Chez le 144e brigade distincte de fusiliers motorisés, par exemple, les dossiers montrent que de mars 2022 à mars 2025 – trois années complètes – plus de 1 100 déserteurs ont été arrêtés et ramenés. Un millier cent hommes. Ramenés de force. Pour être punis. Pour être recommencé. Et malgré ça ? Malgré cette chasse systématique aux déserteurs ? Les désertions continuent à augmenter. Parce que vous ne pouvez pas forcer quelqu’un à avoir du courage. Vous ne pouvez pas torturer quelqu’un pour lui faire oublier la peur. Vous ne pouvez que les tuer. Et tuer 70 000 soldats – un sur dix – ce serait une mutinerie ouverte. Ce serait l’effondrement total. Donc l’armée russe est piégée. Elle doit laisser ses hommes fuir, ou elle doit se détruire elle-même en les tuant.

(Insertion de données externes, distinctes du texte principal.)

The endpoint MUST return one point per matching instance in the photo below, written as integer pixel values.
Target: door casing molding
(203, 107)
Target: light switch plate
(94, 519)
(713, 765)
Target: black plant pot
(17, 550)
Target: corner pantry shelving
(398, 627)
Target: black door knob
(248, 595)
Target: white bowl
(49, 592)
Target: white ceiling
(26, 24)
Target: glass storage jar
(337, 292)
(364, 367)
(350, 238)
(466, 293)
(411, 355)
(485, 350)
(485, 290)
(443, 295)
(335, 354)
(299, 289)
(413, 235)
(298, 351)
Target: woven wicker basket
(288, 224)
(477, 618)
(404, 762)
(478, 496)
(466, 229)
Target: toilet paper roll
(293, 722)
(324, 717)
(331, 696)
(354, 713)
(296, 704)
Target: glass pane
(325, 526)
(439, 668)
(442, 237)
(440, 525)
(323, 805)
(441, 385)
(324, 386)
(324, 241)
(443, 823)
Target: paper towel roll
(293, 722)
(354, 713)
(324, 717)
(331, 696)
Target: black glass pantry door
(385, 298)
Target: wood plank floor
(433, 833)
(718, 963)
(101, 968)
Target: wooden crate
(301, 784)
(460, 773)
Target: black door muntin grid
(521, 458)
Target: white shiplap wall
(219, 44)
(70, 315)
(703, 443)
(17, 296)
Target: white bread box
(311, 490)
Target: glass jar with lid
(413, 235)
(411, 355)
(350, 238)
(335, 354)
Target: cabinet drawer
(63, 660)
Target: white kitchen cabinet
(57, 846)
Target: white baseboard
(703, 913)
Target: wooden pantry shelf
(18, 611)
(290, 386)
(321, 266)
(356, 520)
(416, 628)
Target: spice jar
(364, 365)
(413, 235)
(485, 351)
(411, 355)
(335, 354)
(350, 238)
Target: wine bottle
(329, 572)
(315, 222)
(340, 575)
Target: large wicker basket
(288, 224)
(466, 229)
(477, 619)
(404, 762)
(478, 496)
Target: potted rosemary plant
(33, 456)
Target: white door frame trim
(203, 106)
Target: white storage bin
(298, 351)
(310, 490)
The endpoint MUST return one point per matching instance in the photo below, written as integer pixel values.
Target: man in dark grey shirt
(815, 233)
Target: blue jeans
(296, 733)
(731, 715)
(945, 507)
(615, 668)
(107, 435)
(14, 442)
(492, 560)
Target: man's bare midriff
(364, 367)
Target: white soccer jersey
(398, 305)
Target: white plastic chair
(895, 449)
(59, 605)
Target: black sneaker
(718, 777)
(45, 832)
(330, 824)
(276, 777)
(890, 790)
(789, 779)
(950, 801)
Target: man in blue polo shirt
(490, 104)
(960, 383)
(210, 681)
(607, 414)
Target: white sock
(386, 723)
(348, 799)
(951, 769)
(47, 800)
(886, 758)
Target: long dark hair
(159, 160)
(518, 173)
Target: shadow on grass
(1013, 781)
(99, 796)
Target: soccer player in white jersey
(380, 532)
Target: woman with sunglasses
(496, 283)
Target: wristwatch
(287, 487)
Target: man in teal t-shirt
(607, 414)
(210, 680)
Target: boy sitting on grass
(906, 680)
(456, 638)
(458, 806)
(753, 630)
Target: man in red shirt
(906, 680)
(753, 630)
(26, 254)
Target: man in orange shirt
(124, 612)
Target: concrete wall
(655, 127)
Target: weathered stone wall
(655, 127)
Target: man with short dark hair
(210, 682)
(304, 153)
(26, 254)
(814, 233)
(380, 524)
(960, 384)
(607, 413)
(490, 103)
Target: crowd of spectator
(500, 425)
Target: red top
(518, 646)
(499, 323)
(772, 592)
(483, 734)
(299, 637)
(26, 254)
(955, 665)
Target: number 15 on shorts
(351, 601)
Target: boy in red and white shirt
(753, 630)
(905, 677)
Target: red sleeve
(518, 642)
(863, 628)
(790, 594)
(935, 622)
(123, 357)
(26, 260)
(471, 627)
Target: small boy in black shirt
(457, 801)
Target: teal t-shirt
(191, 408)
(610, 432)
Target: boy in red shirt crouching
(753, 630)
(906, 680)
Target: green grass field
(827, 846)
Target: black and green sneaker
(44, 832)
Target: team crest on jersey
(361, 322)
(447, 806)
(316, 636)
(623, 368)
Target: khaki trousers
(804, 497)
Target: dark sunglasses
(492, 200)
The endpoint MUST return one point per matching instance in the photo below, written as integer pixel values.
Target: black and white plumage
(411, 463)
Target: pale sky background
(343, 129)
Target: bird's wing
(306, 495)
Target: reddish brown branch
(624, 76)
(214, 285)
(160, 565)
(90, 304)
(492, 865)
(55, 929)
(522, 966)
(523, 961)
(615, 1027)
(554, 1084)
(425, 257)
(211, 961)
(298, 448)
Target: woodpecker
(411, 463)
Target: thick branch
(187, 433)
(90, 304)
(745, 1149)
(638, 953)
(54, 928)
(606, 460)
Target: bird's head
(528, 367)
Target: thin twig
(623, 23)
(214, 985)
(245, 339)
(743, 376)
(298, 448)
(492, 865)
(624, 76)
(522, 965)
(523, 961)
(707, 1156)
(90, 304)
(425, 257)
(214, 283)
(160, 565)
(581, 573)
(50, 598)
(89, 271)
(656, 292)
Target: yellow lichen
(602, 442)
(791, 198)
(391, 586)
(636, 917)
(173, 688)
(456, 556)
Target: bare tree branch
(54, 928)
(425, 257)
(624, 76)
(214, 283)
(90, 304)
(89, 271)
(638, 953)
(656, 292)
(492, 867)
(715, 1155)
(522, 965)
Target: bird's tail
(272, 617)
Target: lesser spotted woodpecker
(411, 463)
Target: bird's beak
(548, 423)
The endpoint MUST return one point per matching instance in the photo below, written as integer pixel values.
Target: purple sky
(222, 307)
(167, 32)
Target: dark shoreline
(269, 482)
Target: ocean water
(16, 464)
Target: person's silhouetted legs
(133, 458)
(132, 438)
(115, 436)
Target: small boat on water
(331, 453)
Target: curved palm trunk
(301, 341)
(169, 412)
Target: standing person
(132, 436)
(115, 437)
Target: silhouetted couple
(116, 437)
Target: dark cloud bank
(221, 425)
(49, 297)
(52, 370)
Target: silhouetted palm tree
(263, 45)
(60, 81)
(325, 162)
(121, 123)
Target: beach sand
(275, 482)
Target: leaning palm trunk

Il y a une question qui me hante : jusqu’à quel point l’oppression doit-elle aller avant que le système lui-même se revolte ? Jusqu’à quel point tu peux écraser les hommes avant qu’ils décident que la mort est meilleure que l’obéissance ? La Russie a poussé ce question jusqu’à sa conclusion logique. Et la réponse, c’est la désertion. C’est le refus silencieux. C’est la mutinerie passive.

Et je me demande si Poutine – blottis dans son bunker à Moscou – comprend vraiment ce qui se passe. S’il comprend que ses généraux lui mentent, que les chiffres qu’on lui donne sont falsifiés, que l’armée qu’il pense avoir est en réalité en train de se désagréger devant ses yeux. Probablement pas. Probablement qu’on lui dit que tout va bien. Que le moral est bon. Que les hommes se battent avec enthousiasme. Parce que personne n’ose lui dire la vérité. Et c’est comment les empires s’effondrent. De l’intérieur. Silencieusement.

Mais moi, j’écris ça pour que quelqu’un sache. Pour que quelqu’un comprenne. Pour que ce fardeau de vérité ne repose pas que sur les intercepts ukrainiens, mais que quelqu’un, quelque part, reconnaisse qu’une armée de 70 000 déserteurs potentiels n’est pas une armée. C’est un chaos présenté comme une institution.